Blue mountains lay like a bank of clouds along the horizon, their peaks soft and bright with sun. The ancient forest slumbered at the foot of the mountains, its shade rolling down into the valleys, moss-green and deep as the sea. Hills thick with trees turned to patches of farmland, bounded by low stone walls. And down at the foot of a grassy field, almost close enough to touch, sat a sprawling farmhouse with white shutters and a roof in patterns of red and blue slate. It had been twelve years, but the moment she set eyes upon it, it felt as though she had left only yesterday.

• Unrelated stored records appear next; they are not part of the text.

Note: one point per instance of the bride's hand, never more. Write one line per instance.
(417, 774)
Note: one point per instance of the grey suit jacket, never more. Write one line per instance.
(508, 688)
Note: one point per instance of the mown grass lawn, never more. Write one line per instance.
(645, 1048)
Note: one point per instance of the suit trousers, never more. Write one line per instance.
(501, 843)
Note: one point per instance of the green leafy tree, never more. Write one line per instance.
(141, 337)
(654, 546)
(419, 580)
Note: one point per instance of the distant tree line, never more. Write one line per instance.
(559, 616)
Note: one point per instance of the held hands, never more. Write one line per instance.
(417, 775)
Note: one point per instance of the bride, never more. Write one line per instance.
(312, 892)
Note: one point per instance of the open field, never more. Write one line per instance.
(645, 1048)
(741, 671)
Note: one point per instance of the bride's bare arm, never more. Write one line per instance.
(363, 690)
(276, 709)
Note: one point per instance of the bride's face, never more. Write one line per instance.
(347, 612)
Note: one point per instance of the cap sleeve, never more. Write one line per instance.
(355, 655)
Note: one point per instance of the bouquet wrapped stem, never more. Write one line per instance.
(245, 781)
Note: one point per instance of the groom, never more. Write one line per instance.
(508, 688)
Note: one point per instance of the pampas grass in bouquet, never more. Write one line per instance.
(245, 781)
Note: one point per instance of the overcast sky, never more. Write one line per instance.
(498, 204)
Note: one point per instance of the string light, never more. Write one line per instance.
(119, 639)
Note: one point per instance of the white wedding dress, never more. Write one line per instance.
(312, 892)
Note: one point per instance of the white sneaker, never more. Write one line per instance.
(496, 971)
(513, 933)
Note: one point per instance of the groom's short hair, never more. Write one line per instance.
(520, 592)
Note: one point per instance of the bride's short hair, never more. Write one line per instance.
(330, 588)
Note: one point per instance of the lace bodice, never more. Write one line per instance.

“Go on,” Llewyn said in her ear. “I’ll take the horses by the road.”

Vienne looked back at him, shielding her eyes against the sun, and bit her lip against an irrepressible smile. “Thank you,” she said, and scrambled down the ridge into the haymeadow as though she were a child again.

The long grass rolled with the wind, and the scent of new flowers and sun-warmed green washed over her. Her cloak and her hair floated up around her as she walked, parting the grass with her teak staff.

A hawk called from nowhere, and as she lifted her hand, a bird-shape rippled into being, dark and brindle-brown and gold. Its feathers brushed her fingertips before it swooped away and vanished again. Vienne grinned to herself. They felt life through her, and now, as she looked down across the meadow and saw her mother’s red scarf bobbing through a wild spring garden, her joy was contagious.

The Magisterium still could not decide what to do with her, nor whether she was a victim or a madwoman. She wanted to be neither, and knew that this was where she was meant to be, right now: learning from tales and village elders, practicing a new way of magic, and listening to her own heart in the shadow of the Bosque.